I have spent my life on the railroads, watching how the wealth of this country is moved, how it is distributed, and how it is hoarded. The same mechanics that govern the railroad barons of America govern the empires of Europe. The capital that built the factories, the ports, and the banks in the West was not generated by the ingenuity of the investors alone. It was extracted. It was taken from the hands of workers who were denied the very right to call themselves free. Now, those same institutions, those same families and governments, hold the ledger. And they tell us that the debt is paid, or that it is too old to collect. But a debt of this magnitude does not expire. It compounds. It grows in the silence of the oppressed.
The contest here is over the form and extent of this compensation. Some say an apology is enough. I say that an apology without restitution is merely a polite refusal. It is a way of saying, “We are sorry for your suffering, but we will keep the money.” Others argue about the legal implications, about the precedents such a payment might set. They speak of sovereignty and of national pride. But what is the sovereignty of a nation that is still paying for the sins of its ancestors through poverty and instability? What is the pride of a government that refuses to acknowledge the foundation of its own wealth?
We must look at the division that has been engineered to keep these workers apart. For generations, the powers of the West have used race, nationality, and religion to prevent the working class from recognizing its common interest. They told the white worker in America that his enemy was the black worker in the South, rather than the capitalist who owned the mill. They told the colonized subject that his struggle was separate from the struggle of the worker in the colonizer’s home. This separation is the tool of the oppressor. It is the wedge that drives between those who have nothing and those who have everything.
When African and Caribbean leaders call for reparations, they are tearing out that wedge. They are forcing the world to see that the wealth of the few is built on the poverty of the many. It is not just about the past. It is about the present structure of power.
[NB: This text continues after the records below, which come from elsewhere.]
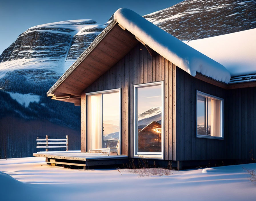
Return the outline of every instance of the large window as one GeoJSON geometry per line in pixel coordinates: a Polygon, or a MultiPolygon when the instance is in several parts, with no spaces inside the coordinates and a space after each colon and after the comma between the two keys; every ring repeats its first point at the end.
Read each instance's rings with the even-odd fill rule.
{"type": "Polygon", "coordinates": [[[86,94],[87,150],[119,148],[120,89],[86,94]]]}
{"type": "Polygon", "coordinates": [[[197,136],[223,138],[223,99],[197,91],[197,136]]]}
{"type": "Polygon", "coordinates": [[[163,158],[162,82],[134,86],[134,156],[163,158]]]}

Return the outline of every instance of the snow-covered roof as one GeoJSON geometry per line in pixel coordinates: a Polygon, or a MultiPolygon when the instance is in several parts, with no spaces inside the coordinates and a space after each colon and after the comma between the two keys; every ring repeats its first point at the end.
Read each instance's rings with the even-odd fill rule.
{"type": "Polygon", "coordinates": [[[184,43],[223,65],[232,77],[250,77],[256,74],[255,41],[253,29],[184,43]]]}
{"type": "Polygon", "coordinates": [[[188,45],[133,11],[120,8],[114,18],[152,49],[193,76],[197,72],[226,83],[229,71],[223,65],[188,45]]]}

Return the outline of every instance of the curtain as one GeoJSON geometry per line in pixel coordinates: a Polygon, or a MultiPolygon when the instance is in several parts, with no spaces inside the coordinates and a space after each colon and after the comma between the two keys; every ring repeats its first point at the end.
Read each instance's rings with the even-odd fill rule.
{"type": "Polygon", "coordinates": [[[101,94],[87,96],[87,150],[101,148],[101,94]]]}
{"type": "Polygon", "coordinates": [[[220,137],[221,101],[213,99],[211,100],[211,135],[220,137]]]}

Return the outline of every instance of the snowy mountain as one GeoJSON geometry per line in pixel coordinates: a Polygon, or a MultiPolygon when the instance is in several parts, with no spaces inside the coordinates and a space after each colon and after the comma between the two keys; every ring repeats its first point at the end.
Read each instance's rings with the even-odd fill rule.
{"type": "Polygon", "coordinates": [[[186,0],[144,17],[181,40],[256,28],[256,1],[186,0]]]}
{"type": "MultiPolygon", "coordinates": [[[[63,136],[66,132],[79,137],[80,107],[51,100],[46,93],[105,27],[92,20],[37,26],[21,34],[4,50],[0,56],[0,128],[3,133],[15,138],[13,137],[17,135],[36,137],[47,134],[63,136]],[[26,121],[21,125],[24,119],[26,121]],[[46,128],[35,131],[31,127],[35,121],[36,125],[41,123],[46,128]],[[15,129],[3,129],[4,122],[15,129]],[[58,126],[59,131],[52,131],[53,127],[58,126]]],[[[6,143],[5,140],[1,142],[6,143]]],[[[73,148],[79,149],[79,139],[77,141],[73,148]]],[[[33,145],[29,151],[35,151],[35,143],[33,145]]],[[[4,154],[0,148],[0,158],[6,154],[11,157],[10,149],[4,154]]],[[[30,155],[18,152],[15,157],[30,155]]]]}
{"type": "MultiPolygon", "coordinates": [[[[187,41],[256,28],[255,8],[255,1],[186,0],[144,17],[187,41]]],[[[0,158],[31,156],[35,138],[45,134],[71,135],[69,149],[79,148],[79,107],[46,93],[105,27],[92,20],[35,26],[0,55],[0,158]],[[15,148],[21,143],[25,148],[15,148]]],[[[140,124],[161,119],[156,112],[140,116],[140,124]]]]}

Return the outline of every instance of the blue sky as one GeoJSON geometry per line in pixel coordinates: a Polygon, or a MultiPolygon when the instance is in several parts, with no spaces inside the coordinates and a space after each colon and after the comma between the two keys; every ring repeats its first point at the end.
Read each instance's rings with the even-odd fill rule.
{"type": "Polygon", "coordinates": [[[0,55],[29,28],[73,19],[91,19],[103,24],[121,7],[143,15],[163,9],[181,0],[0,0],[0,55]]]}

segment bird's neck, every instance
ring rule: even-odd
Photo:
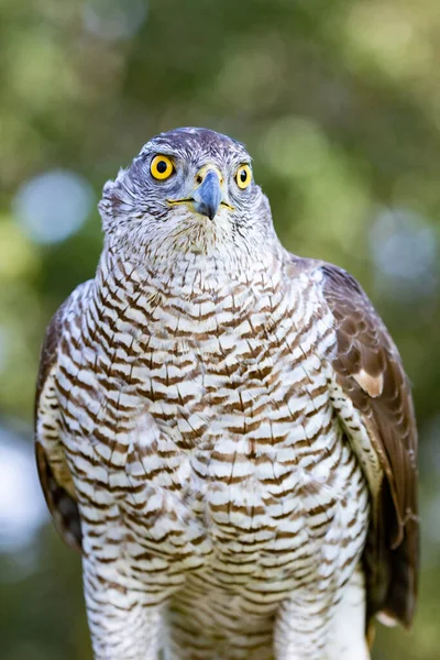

The financial obligations they seek are not a handout. They are a correction. They are the return of capital that was never theirs to give in the first place.
I have stood on many platforms, and I have heard many arguments. I have heard it said that such demands are radical, that they are unrealistic, that they will disrupt the order of things. To which I say: the current order is built on a foundation of injustice. To restore justice is to disrupt that order. And that is a good thing. The workers of Africa and the Caribbean are not asking for a special privilege. They are asking for the basic right to live without the shadow of historical exploitation hanging over them.
Consider the farmer in the fields, the miner in the deep earth, the laborer in the port. They are the ones who built the world we live in. Their hands shaped the materials of our comfort. Their sweat cooled the engines of industry. And yet, they are told to be grateful for crumbs from the table they set. This is not solidarity. This is exploitation. And it must end.
The solidarity of the working class knows no borders. It knows no color. It knows no nationality. It is a bond forged in the shared experience of struggle. When the workers of the Caribbean stand up for their rights, they stand up for the rights of every worker who has ever been cheated, every worker who has ever been told that their labor is worth less than the profit it generates. This is the lesson we must learn. We are either all free, or we are all in chains. There is no middle ground. There is no safety in the status quo. There is only the choice to stand together, or to fall apart.
The question is not whether we can afford to pay for this justice. The question is whether we can afford to live with the guilt of having stolen it. The ledger is open. The account is due. And the workers are ready to collect.